That's also not to undersell the greatest threat or stressor to a free-living wild animal - its own kind.  Sometimes even its own family - in many birds, for instance, larger, stronger older siblings will kill their weaker brothers and sisters, sometimes by hogging all the food, sometimes directly, a practice known as Cainism.

A less gruesome example occurred recently at my own zoo, when a female bear decided she'd had enough of her year-and-a-half-old cub and ran her off (or at least as well as she could in a zoo enclosure), forcing us to separate them.  Visitors who had been accustomed to seeing mom and cub all lovey-dovey were upset that they weren't together anymore.  We had to repeatedly remind people that this is what occurs in the wild - mom chases off her kids when they are old enough so she can breed again.  What also often happens in the wild is that many of these inexperienced cubs go off and die, from starvation, from injury, or from misadventure ("Hey, a farmer's orchard!  That's a great place to find food!")

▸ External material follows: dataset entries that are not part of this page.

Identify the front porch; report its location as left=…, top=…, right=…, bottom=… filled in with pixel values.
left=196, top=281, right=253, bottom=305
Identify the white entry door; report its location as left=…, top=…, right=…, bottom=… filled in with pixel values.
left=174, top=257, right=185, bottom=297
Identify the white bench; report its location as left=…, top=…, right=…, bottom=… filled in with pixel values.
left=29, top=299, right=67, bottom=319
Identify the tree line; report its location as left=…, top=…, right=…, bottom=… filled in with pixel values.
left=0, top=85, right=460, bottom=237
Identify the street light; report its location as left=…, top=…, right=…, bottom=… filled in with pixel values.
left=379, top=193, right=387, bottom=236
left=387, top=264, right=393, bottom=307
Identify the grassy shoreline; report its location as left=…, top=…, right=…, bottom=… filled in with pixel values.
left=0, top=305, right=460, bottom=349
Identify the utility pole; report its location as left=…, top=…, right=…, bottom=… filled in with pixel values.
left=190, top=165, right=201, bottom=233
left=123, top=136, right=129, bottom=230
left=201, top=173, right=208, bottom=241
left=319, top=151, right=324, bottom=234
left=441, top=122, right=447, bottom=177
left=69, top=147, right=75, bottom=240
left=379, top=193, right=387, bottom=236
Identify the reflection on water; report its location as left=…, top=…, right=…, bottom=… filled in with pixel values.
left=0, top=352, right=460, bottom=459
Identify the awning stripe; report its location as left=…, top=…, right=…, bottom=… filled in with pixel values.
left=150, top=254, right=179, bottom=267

None of this is meant to suggest, of course, that there is anything wrong with wild animals living naturally - it's their ideal state.  It's just that I get very irate by this whole mysticism that "The Wild" is some perfect place, and that all we need to do is back off and animals will be fine.  That's the mentally the leads people to obsess over the perceived plight of a few orcas at SeaWorld, but ignore the conditions that are harming thousands of wild orcas - armchair activists can tell themselves that "The Wild" is fine, and only pick small-scale fights with small-scale consequences.

The real wild is beautiful, but mostly from a distance - up close it's brutal, ugly, and most animals survive on the narrowest of margins.  What can push them over that edge, of course, is us.